Tengo dos ámbitos donde se construyeron los recuerdos de mi niñez. Por un lado, el pueblo, no sólo durante la niñez sino también durante la adolescencia, porque todos los veranos volvía al pueblo. Tuve una niñez muy feliz, hecha de escapadas hacia el río, fútbol, subidas a los árboles, de jugar a la guerrita con amigos, o robando con picardía algunas manzanas o duraznos a los vecinos. Más de adolescente recuerdo ese paso hacia la adultez: la entrada a los bares, jugar a las cartas, tomar las primeras cervezas con los amigos, esas cosas que a uno lo marcan y lo hacen tan feliz.
El otro ámbito, es la niñez en el barrio, con muchas anécdotas en la zona noroeste de la ciudad, al lado del aeropuerto. Recuerdo de meternos en el campito del aeropuerto a hacer tropelías, hacer casas en los árboles, prender fuego, tirar piedras. También tengo un recuerdo muy bello que es bañarme en las calles inundadas del barrio. O cuando salíamos a robar chocolatines en los supermercados o alguna revista en un kiosco porque no tenía dinero para comprar y me gustaba leer. Fue una infancia con cierta pobreza, pero al mismo tiempo mucha alegría, donde no sobraba nada pero teníamos lo básico para subsistir. Épocas de barriletes, rayuelas, trompos, figuritas, etiquetas de cigarrillos que usábamos como dinero.
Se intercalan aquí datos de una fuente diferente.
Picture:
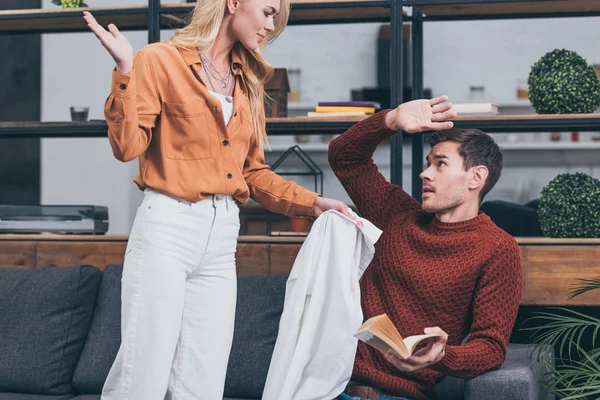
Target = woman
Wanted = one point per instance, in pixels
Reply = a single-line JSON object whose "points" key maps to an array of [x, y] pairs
{"points": [[191, 110]]}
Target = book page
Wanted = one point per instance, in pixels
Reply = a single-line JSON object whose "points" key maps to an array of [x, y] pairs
{"points": [[382, 328], [412, 341]]}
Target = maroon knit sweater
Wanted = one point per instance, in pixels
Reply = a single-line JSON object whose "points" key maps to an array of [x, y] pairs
{"points": [[464, 277]]}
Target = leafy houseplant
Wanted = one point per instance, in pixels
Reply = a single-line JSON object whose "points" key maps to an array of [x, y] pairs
{"points": [[69, 3], [570, 207], [562, 82], [578, 376]]}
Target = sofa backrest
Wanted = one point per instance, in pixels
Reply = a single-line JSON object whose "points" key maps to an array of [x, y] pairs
{"points": [[259, 306], [104, 336], [45, 315]]}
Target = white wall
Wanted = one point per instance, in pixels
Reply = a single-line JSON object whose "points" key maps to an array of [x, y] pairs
{"points": [[76, 70]]}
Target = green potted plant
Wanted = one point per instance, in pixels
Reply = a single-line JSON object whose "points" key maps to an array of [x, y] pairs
{"points": [[570, 207], [562, 82], [69, 3], [576, 374]]}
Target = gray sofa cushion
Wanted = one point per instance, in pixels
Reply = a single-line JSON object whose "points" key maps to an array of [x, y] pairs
{"points": [[518, 378], [259, 307], [23, 396], [45, 315], [85, 397], [104, 336]]}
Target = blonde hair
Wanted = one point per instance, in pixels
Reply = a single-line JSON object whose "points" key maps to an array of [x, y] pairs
{"points": [[202, 30]]}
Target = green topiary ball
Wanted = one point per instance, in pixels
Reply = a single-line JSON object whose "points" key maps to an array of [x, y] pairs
{"points": [[570, 207], [562, 82]]}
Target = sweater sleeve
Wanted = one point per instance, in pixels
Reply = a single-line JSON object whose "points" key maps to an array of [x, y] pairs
{"points": [[351, 159], [495, 306]]}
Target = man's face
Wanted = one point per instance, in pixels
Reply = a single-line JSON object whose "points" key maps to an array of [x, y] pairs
{"points": [[445, 182]]}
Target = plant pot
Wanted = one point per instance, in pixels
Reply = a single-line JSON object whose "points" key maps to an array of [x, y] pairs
{"points": [[299, 224]]}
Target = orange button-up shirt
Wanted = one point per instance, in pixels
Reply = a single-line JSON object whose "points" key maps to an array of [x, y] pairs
{"points": [[162, 113]]}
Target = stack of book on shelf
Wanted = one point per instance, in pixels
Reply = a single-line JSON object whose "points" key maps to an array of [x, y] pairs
{"points": [[345, 109], [475, 109]]}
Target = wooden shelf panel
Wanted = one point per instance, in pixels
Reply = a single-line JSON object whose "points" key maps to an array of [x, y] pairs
{"points": [[98, 129], [309, 12], [502, 9], [531, 123], [56, 20], [319, 126]]}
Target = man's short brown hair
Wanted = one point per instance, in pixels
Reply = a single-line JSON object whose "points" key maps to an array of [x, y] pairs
{"points": [[476, 148]]}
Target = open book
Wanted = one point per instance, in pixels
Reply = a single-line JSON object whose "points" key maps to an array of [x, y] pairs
{"points": [[380, 333]]}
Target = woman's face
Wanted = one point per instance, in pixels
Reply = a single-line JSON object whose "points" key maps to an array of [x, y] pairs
{"points": [[252, 19]]}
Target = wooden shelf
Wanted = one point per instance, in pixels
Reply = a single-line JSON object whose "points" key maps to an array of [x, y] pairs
{"points": [[310, 12], [56, 20], [98, 129], [531, 123], [322, 126], [504, 9]]}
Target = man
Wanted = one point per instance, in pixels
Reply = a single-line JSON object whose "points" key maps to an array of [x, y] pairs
{"points": [[440, 267]]}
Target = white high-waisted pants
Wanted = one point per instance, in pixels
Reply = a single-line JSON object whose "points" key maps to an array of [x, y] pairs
{"points": [[178, 301]]}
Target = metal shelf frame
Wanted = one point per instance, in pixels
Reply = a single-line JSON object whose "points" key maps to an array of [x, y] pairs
{"points": [[460, 10]]}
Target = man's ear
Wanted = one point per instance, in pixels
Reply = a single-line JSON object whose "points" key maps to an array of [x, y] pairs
{"points": [[478, 177], [232, 5]]}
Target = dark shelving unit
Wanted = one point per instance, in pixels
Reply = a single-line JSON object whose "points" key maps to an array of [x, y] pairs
{"points": [[461, 10], [156, 16]]}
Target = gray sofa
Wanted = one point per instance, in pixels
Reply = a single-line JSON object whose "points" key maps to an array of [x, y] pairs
{"points": [[60, 331]]}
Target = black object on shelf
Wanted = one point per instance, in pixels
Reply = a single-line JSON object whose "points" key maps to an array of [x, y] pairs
{"points": [[515, 219], [312, 169], [80, 219]]}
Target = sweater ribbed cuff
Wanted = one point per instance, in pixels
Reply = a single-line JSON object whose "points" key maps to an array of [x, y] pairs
{"points": [[379, 121], [449, 363]]}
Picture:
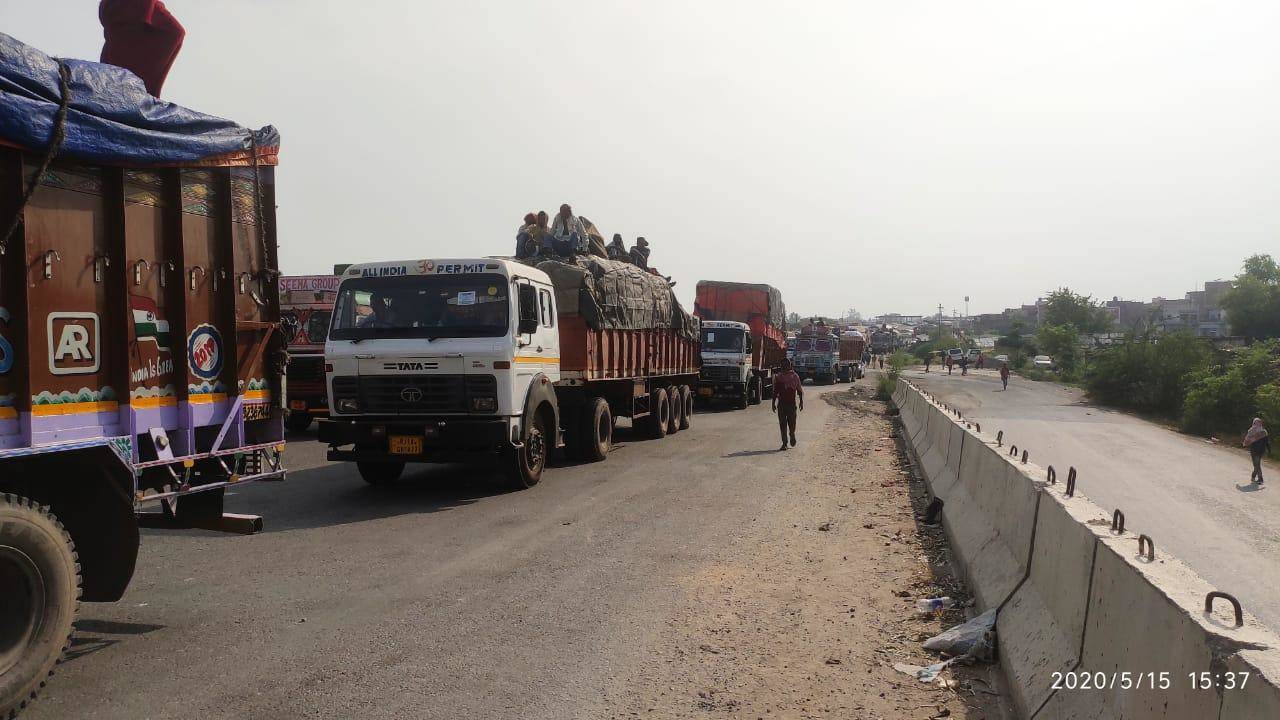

Hice la primaria en la Escuela Esteban Adaro y la secundaria en el Colegio Nacional. Cuando terminé mi idea era estudiar literatura pero en ese momento no había acá, y justo se habían cerrado los profesorados de Historia, así que terminé entrando en Ciencias de la Educación, sin saber mucho de qué se trataba. Ingresar a la universidad para mí significó un quiebre vital, me abrió horizontes no solo en la formación sino para conocer a compañeros y compañeras que abrieron un montón de sentidos. Realmente yo soy hijo de la universidad pública, y eso, de una manera profunda, me permitió darme a mí mismo una forma nueva, con expectativas, objetivos, ambiciones, e intereses nuevos.
Creo que la docencia tiene algo de poesía o creación por lo que uno pone en escena en el aula, y la poesía también tiene algo del orden del trabajo con la tradición y la lectura porque implica escarbar y recuperar tradiciones.
Además de la universidad, he trabajado como docente en algunas escuelas de nivel medio en la ciudad y en España, donde hice un posgrado por una beca. También con la militancia social porque durante años trabajé en una organización llamada “Casita cultural” con educación popular y talleres artísticos, y trabajos con los vecinos del noroeste.
Para mí una bisagra literaria fue en el 2004 cuando iba a las marchas docentes y me encontré con otros poetas con quienes ideamos un panfleto de poesía, que se llamaba “El turno de los ofendidos”, y lo repartíamos entre la gente. Ahí se armó una publicación muy interesante que después editamos en un libro que se llamó “La marcha”. En ese contexto conocí al poeta Juan Miguel Bustos. Él me dijo que le había gustado un texto mío. Ese encuentro fue muy importante porque creo que uno se asume como poeta cuando hay un tercero que lo nombra. Me conmovió y nos hicimos amigos. Después durante mucho tiempo no escribí porque mi recorrido como poeta ha sido discontinuo. Hay momentos donde me engancho más con la escritura, y otros donde el trabajo académico me demanda tiempo para pensar y escribir.